Wednesday, July 20, 2022

Iraqi Kurdistan authorities deport Dutch journalist Fréderike Geerdink

  

 Dutch freelance journalist Fréderike Geerdink was deported by Iraqi Kurdistan authorities on July 14, 2022. She had been detained on her way to Kobane, a Kurdish-majority town in Syria, near the Turkish border, to work on a story. (Fréderike Geerdink)

July 19, 2022 

On July 14, 2022, Iraqi Kurdistan authorities deported Dutch freelance journalist Fréderike Geerdink to her country, according to the journalist, who spoke to CPJ via messaging app and also tweeted about the incident.

In a July 14 tweet, Geerdink said she was detained on her way to Kobane, a Kurdish-majority town in Syria, near the Turkish border.

“I’m being deported from the Kurdistan Region in Iraq. I almost crossed the border into northeast Syria when suddenly [the] atmosphere changed, I was put in a car with police and brought to Erbil airport,” Geerdink wrote. In the tweet, she wrote that Turkish President Recep Tayyip Erdoğan’s arm is long.”

Geerdink has worked in Kurdistan and Turkey for more than a decade, reporting on the plight of the Kurdish minority, including the banned Kurdistan Worker’s Party (PKK), according to her website.

In September 2015, Turkey had deported Geerdink for allegedly aiding a “terrorist organization,” as CPJ reported at the time. In February 2015, she was charged in Turkey with allegedly “making propaganda” for the PKK and Union of Communities in Kurdistan, but was acquitted that April, as CPJ reported.

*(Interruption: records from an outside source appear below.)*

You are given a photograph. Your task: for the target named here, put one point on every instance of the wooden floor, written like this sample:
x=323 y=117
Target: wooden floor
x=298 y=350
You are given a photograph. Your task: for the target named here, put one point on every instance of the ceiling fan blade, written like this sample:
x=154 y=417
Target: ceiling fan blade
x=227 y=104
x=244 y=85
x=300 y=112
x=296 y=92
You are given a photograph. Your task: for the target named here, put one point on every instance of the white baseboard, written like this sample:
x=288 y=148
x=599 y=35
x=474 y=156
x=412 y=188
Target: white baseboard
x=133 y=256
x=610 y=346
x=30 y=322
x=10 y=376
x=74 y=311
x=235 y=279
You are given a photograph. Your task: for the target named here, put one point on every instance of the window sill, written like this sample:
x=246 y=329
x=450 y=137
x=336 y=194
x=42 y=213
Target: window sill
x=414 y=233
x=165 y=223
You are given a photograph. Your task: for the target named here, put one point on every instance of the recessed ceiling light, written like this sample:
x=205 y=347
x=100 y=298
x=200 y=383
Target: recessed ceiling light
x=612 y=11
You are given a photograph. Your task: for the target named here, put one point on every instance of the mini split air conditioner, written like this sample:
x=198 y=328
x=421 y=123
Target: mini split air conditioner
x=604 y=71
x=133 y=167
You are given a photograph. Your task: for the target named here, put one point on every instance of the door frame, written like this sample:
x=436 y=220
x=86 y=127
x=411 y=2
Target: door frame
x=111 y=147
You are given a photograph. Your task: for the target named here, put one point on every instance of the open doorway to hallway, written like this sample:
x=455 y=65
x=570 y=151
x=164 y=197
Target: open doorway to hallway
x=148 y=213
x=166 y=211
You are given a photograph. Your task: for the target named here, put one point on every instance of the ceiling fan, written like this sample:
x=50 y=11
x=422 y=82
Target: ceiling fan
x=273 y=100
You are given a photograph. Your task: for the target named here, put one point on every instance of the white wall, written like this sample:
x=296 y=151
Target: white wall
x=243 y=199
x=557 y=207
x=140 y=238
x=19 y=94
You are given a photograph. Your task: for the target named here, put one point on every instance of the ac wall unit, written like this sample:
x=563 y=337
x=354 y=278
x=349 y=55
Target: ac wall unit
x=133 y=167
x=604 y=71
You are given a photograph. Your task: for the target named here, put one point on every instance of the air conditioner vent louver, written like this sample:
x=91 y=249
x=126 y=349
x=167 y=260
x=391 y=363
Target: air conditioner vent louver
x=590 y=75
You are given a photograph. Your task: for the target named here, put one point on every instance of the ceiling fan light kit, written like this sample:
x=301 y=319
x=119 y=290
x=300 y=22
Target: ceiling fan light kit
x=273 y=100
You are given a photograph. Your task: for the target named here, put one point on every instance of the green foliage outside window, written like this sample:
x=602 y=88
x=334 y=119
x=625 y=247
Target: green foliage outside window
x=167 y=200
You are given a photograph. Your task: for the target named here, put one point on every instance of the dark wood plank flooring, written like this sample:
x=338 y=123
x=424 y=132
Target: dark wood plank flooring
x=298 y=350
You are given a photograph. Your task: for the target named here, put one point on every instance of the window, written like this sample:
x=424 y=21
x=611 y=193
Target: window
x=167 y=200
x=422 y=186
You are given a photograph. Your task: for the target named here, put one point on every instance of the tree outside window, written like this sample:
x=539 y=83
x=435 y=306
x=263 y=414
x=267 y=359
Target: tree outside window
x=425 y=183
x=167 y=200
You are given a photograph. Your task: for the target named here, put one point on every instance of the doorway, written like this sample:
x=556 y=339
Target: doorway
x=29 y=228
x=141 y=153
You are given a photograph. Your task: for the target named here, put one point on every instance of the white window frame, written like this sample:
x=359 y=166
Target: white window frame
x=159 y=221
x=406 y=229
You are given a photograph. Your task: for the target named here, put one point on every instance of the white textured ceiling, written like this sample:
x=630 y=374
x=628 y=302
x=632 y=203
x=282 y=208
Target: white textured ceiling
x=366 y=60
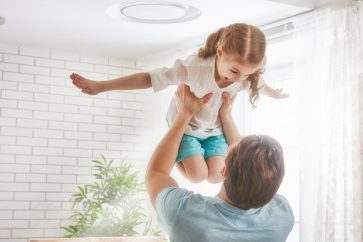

In another tweet, Geerdink wrote she was traveling for a “big story” for a Dutch magazine. She told CPJ via messaging app on July 14 that she was on assignment for De Groene Amsterdammer.

Geerdink told CPJ that the police who detained her “didn’t tell me anything” and said they had “no information” on the reason for her deportation.

“I had a letter from Groene Amsterdammer, I also had my national and international press card,” she told CPJ. “That was all needed to cross the border, everything was 100 percent in order.”

Geerdink said she got in touch with Hans Akerboom,Dutch Consul Generalfor the Kurdistan Region of Iraq in Erbil. “It was great he came to the airport, because I even didn’t ask for it,” she told CPJ. “The authorities told him that I was ‘persona non grata,’ but they never said something to me like that, they didn’t communicate with me.”

“The Dutch Consul General also told me that I was welcome to come to Kurdistan as a tourist but not as a journalist,” she said, adding, “Of course I don’t want to come as a tourist.”

Ahmed Hoshyar, general manager of Erbil International Airport, told CPJ via WhatsApp messaging app on July 14, that “there were some issues with her passport,” but refused to give further information. He urged CPJ to “talk to the Dutch ConsulGeneral, as he is aware of the case.”

Akerboom told CPJ via WhatsApp on July 14 that he didn’t “know the reason” why Geerdink was deported, adding only that it was “never mentioned.”

CPJ reached out to Jutyar Adil, the Kurdistan Region Government spokesperson, for comment via WhatsApp, but did not immediately receive a response.